Miss Woodward had atypical Haemolytic Uraemic Syndrome (aHUS), which affects only about 200 people in England, with 20 to 30 patients diagnosed every year.

Her kidneys had failed and there was no hope of a transplant to get her off dialysis. With aHUS sufferers, a transplant almost always triggers a malfunctioning of the immune system that ends up destroying the kidneys.

Miss Woodward, of Didsbury, Manchester, said: “I had gone from being a young woman with plans, to just existing. My life stopped.

“Every Christmas, I would worry that this was my last year.” Then she heard of a new drug, Eculizumab. For patients who had just developed aHUS it could reverse the effects of the disease before their kidneys failed. Instead of a lifetime of dialysis, they would require just a 45-minute drug infusion every fortnight.

For those like Miss Woodward whose kidneys had failed, it would stop the immune system malfunctioning and allow a successful transplant.

Miss Woodward, 40, a teacher, was lucky. Her “individual funding request” was approved by the NHS and she was granted special dispensation to get Eculizumab. In late 2013 a successful kidney transplant freed her from dialysis.  She could now expect to live as long as anyone else.

And now she is celebrating another victory.  Thanks partly to her campaigning as chairwoman of the patient group aHUS UK, the National Institute for Health and Care Excellence (NICE) yesterday approved Eculizumab for routine NHS use. Providing the first ruling under its highly specialised technologies programme for treatments of rare conditions, NICE said Eculizumab provided gains “of a magnitude rarely seen for any new drug”, offering patients many more years of high quality life. 

But it will cost up to £82 million per year, with an annual spend of £320,000 to £340,000 per patient.

Some reports suggested a lifetime spend for a single patient of up to £10 million.

Miss Woodward, however, called the ruling “the best decision in the world”. Eculizumab’s cost, she said, must be weighed against the alternative expense of dialysis for every aHUS sufferer.
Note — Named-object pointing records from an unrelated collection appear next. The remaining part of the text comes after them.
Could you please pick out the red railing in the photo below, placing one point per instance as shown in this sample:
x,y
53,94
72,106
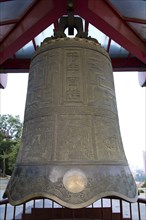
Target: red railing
x,y
105,208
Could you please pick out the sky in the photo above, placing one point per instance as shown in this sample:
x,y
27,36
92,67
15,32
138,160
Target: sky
x,y
130,102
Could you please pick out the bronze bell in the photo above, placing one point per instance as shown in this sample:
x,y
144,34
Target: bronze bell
x,y
71,149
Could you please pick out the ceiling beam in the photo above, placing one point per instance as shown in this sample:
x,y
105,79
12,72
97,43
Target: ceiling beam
x,y
106,19
119,64
41,15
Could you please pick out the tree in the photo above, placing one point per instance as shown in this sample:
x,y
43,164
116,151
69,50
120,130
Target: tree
x,y
10,135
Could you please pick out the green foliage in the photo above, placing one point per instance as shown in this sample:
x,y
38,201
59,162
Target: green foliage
x,y
10,135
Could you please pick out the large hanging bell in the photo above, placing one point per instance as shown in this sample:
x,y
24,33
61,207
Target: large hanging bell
x,y
71,149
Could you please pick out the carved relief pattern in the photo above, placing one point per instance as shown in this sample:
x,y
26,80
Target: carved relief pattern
x,y
100,82
71,121
74,138
108,140
72,79
41,83
37,141
41,185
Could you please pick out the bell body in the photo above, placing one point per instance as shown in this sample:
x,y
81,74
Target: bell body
x,y
71,149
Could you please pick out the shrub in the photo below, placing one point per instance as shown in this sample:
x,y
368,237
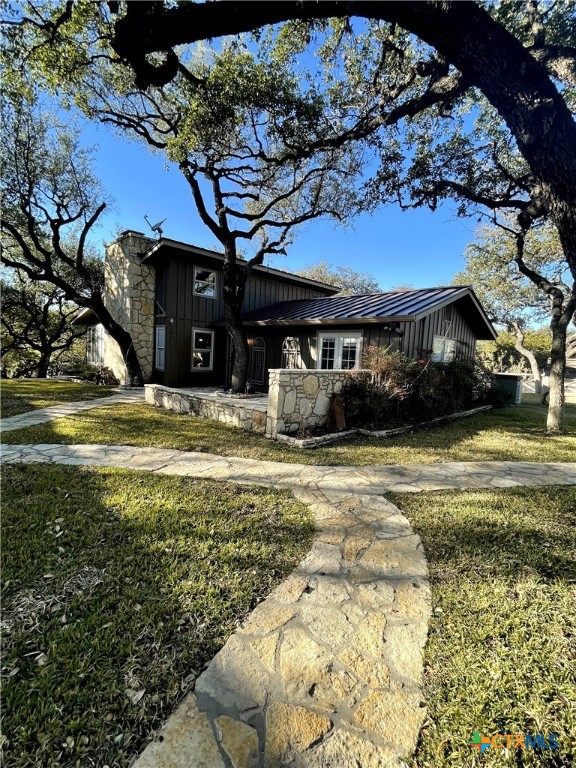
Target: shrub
x,y
402,391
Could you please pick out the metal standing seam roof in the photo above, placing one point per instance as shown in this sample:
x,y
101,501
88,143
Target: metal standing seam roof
x,y
394,305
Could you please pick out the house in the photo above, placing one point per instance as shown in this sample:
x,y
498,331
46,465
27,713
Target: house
x,y
168,295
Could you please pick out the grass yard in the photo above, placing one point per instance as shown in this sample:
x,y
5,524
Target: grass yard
x,y
22,395
512,434
118,587
501,656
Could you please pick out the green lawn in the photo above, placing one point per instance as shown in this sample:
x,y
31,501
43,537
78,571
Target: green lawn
x,y
501,656
513,434
118,587
21,395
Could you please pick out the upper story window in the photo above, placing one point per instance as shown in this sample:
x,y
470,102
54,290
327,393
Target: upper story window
x,y
443,349
339,350
291,353
202,349
205,282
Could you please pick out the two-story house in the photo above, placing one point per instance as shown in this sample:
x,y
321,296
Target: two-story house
x,y
169,296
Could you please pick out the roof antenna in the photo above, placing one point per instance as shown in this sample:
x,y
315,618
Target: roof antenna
x,y
155,227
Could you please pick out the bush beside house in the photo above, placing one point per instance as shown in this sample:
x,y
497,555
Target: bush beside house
x,y
401,391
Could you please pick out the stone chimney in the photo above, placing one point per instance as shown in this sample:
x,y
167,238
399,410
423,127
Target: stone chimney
x,y
129,295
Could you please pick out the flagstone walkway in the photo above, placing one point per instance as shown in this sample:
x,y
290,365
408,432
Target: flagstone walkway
x,y
31,418
327,671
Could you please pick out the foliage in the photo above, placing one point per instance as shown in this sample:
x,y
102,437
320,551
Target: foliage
x,y
509,434
502,356
36,325
347,279
500,655
508,297
119,587
52,202
446,116
404,391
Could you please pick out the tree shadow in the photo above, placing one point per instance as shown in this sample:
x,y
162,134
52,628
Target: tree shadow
x,y
182,562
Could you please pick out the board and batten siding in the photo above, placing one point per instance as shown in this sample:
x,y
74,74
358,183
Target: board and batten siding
x,y
186,311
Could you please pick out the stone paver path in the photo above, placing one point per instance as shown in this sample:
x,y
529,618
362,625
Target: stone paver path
x,y
327,671
31,418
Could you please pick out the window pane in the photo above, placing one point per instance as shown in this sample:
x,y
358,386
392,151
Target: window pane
x,y
349,353
328,353
202,359
205,282
202,344
202,340
205,275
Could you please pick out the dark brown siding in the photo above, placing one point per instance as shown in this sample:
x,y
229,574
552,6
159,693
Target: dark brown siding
x,y
185,311
437,325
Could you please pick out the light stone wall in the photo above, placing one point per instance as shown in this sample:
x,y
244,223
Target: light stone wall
x,y
300,399
250,417
130,295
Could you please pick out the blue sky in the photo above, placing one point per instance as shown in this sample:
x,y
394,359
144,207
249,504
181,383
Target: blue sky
x,y
418,248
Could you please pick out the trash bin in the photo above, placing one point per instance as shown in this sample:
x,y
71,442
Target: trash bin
x,y
508,386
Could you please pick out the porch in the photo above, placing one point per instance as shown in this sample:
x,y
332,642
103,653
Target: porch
x,y
245,411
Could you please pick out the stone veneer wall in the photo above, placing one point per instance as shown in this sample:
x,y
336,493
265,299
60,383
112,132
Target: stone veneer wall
x,y
301,398
130,295
247,416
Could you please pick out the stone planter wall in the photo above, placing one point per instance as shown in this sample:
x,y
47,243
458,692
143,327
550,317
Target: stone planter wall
x,y
300,399
251,416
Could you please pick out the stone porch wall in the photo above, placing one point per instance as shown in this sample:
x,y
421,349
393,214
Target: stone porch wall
x,y
252,419
299,399
130,287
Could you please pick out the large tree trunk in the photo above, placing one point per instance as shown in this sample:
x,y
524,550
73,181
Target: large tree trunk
x,y
121,337
235,277
530,356
557,372
42,366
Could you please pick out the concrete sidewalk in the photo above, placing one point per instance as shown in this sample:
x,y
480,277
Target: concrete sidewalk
x,y
31,418
327,671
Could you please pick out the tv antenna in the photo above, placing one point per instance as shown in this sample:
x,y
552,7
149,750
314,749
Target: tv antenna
x,y
157,228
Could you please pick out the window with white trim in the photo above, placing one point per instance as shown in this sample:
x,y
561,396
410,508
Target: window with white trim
x,y
205,282
160,348
443,349
291,358
339,350
95,345
257,348
202,349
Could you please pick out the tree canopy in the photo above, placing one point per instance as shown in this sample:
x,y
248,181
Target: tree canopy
x,y
347,279
466,100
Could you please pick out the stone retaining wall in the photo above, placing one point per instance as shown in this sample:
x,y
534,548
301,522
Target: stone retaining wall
x,y
249,417
300,399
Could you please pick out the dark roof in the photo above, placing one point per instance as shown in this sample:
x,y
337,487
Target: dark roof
x,y
393,306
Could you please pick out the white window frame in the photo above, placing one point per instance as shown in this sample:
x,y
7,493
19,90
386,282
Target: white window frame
x,y
158,346
205,282
443,349
291,353
339,337
194,349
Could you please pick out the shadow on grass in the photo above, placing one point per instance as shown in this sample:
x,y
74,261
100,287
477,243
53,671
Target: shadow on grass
x,y
506,434
500,655
180,562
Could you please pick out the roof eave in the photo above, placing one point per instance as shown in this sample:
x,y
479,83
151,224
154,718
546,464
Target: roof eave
x,y
335,321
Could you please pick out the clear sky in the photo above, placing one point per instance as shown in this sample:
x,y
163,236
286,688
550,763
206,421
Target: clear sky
x,y
419,248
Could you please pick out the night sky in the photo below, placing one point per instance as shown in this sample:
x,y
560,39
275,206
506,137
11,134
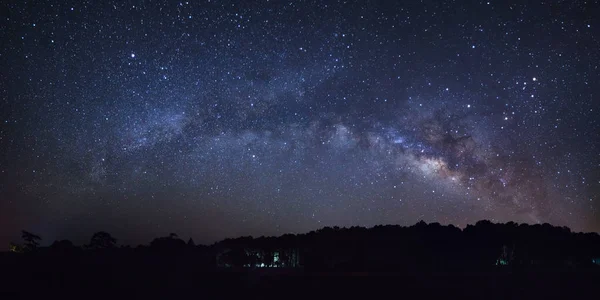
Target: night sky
x,y
217,119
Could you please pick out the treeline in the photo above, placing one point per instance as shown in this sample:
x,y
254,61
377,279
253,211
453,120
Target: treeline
x,y
430,247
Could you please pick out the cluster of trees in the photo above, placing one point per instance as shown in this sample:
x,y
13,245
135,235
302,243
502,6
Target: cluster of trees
x,y
381,248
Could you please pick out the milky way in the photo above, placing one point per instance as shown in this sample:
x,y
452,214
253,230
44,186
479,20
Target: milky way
x,y
215,119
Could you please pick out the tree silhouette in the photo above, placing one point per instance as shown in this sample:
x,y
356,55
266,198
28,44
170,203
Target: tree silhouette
x,y
31,240
102,240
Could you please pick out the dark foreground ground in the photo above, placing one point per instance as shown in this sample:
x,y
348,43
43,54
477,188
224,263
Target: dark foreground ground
x,y
174,282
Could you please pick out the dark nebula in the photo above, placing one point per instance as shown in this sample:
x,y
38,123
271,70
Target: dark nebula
x,y
217,119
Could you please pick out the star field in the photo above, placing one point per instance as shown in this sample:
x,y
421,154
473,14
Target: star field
x,y
216,119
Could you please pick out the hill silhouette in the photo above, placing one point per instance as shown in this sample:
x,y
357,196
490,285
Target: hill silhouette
x,y
503,257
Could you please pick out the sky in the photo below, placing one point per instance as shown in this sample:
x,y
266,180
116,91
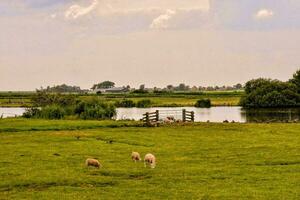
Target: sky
x,y
151,42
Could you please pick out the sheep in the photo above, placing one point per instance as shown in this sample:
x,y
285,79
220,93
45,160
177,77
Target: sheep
x,y
150,160
135,156
92,162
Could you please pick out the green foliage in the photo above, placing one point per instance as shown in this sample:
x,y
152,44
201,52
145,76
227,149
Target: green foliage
x,y
57,106
267,93
296,80
103,85
144,103
125,103
95,109
42,98
203,103
52,112
31,112
63,89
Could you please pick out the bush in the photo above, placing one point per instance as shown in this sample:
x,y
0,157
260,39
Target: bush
x,y
203,103
52,112
267,93
42,99
94,109
125,103
145,103
31,112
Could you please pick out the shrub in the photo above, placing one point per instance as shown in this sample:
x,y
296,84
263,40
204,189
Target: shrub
x,y
145,103
267,93
95,109
203,103
52,112
125,103
31,112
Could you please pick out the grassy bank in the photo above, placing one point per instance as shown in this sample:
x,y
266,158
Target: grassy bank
x,y
45,160
230,98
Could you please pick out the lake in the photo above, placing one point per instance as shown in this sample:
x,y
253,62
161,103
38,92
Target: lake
x,y
213,114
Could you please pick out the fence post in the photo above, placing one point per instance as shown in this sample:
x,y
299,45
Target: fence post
x,y
193,116
184,115
147,118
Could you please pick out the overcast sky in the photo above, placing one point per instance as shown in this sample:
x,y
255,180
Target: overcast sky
x,y
152,42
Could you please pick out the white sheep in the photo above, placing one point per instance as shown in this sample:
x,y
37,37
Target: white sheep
x,y
93,162
135,156
150,160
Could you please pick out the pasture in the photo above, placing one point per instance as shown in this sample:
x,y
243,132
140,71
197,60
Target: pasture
x,y
42,159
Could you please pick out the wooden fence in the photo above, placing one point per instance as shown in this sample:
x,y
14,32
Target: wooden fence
x,y
154,117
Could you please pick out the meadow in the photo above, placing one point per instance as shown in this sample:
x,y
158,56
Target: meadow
x,y
42,159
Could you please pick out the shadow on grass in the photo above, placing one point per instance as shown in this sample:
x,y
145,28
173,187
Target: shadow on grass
x,y
45,185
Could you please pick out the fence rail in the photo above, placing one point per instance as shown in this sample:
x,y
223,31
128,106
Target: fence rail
x,y
154,117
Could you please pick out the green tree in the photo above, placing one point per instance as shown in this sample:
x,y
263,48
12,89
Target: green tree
x,y
296,80
103,85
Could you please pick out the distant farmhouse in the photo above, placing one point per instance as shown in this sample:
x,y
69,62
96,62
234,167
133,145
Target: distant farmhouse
x,y
110,90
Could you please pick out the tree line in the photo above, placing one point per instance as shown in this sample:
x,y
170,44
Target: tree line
x,y
270,93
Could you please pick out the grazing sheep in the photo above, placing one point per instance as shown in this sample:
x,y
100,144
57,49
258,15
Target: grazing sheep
x,y
135,156
92,162
150,160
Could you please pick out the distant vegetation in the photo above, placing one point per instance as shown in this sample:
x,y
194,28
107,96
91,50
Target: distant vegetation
x,y
144,103
125,103
103,85
268,93
203,103
62,89
58,106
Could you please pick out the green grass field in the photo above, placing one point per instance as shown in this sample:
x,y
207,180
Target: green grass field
x,y
42,159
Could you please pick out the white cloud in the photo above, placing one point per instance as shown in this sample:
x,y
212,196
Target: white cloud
x,y
162,21
264,14
76,11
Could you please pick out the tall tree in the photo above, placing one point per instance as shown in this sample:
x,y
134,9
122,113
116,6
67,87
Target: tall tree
x,y
296,80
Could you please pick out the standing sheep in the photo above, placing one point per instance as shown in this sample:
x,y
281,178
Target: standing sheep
x,y
150,160
135,156
92,162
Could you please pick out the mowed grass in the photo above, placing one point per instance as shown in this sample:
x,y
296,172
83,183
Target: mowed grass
x,y
46,160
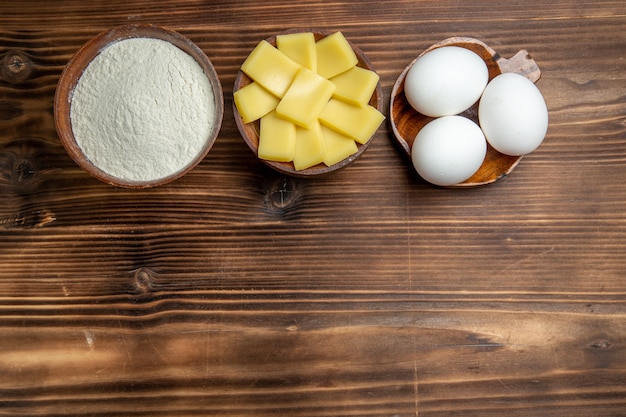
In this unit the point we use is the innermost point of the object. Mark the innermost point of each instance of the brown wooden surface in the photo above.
(237, 291)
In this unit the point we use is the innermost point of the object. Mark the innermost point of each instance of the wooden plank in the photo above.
(238, 291)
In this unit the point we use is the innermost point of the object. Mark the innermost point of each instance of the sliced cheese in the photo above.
(254, 102)
(310, 149)
(300, 47)
(337, 146)
(277, 138)
(270, 68)
(357, 122)
(355, 86)
(334, 55)
(306, 98)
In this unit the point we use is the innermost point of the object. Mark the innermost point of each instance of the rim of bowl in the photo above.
(250, 131)
(82, 58)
The NHS now estimates an average life expectancy for someone starting dialysis in their late twenties of 20 years.

Miss Woodward said: “In my twenties, I had one life taken away from me. Now I see my old life returning. 

“I can expect to live as long as anyone else. I can eat and drink whatever I want. Last summer I kayaked and camped my way down the Dordogne – unthinkable on dialysis. We should be proud that in England the right decision has been made.”